Will Mudge (Speedcast): Yes, we see this too. Many are moving away from the specific terminals to allow more broad use, but there are still some that are very specific. Some of it is because of how the state-of-the-art is being progressed and the advantages that affords. Until the technology level is universal, I suspect you will continue to see some variations as there remains room to innovate and differentiate through technology.
Blad Stavropoulos (Intellian): At Intellian, we have and will continue to build terminals that are Provider Agnostic, Multi-Band, Muli-Orbit and user friendly. Our terminals are currently able to join MEO and GEO and they are ready for LEO with just a software update.
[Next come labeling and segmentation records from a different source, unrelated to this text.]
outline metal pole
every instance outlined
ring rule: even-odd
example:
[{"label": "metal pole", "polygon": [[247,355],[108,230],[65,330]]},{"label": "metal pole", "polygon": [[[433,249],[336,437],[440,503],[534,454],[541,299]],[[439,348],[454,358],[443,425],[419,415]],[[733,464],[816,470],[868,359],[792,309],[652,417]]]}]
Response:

Matt Landel (Astronics Aerosat): Astronics supports and builds multi-modem terminals that can support agnostic operation across different satellite networks and constellations. The technology to enable a single terminal to operate on multiple satellite networks has advanced faster than the business case for each operator to support interoperability. As long as there is a business case for a proprietary modem with a large enough customer set, the existence of proprietary modems and their related modems will continue. Note also that this issue goes far beyond just modem and signal commonality. The move from wide-beam, to HTS spot beams, to dynamic capacity allocation, and now to different LEO constellations opens additional dimensions to the operation of the network management system, where once again proprietary approaches exist, some of which are directly driven by the technologies employed on the satellites within the network constellation and may impact the operation of the remote terminal.
4. The cost of terminals will not create substantially more use of satellite. Customer only use satellite when they have to, not because its a choice. Satellite will always be the least best solution.
Matt Landel (Astronics Aerosat): As discussed among the panel, each customer has specific requirements that are unique to that customer’s mission and business model. There are many such cases where Satellite connectivity provides the best solution and other cases where satellite does not. Customers that require connectivity without local infrastructure across the globe, especially where mobility is concerned, have found and continue to find that satellite connectivity provides the best solution to their needs.
5. What is the likliehood that airframers will accept that any of the massive amount of heat from an ESA can be dissipated into the AC structure?
Matt Landel (Astronics Aerosat): The short answer is that they will not. The thermal energy dissipated by aby ESA will have to be dissipated in somewhere other than the aircraft structure. Astronics has built and validated an integrated chassis that fully addresses the worst-case ARINC-792 ESA thermal footprint for gate-to-gate operation around the world without adversely impact to the aircraft structure. This chassis can accept a variety of ESA panel technologies and solves many aircraft manufacturer and airline operations hot-points established through experiences with existing connectivity systems. Astronics is currently engaged with the ARINC 792 committee to develop thermal models that can be used by the aircraft manufacturers to identify and develop specifications and limits of acceptability for such systems.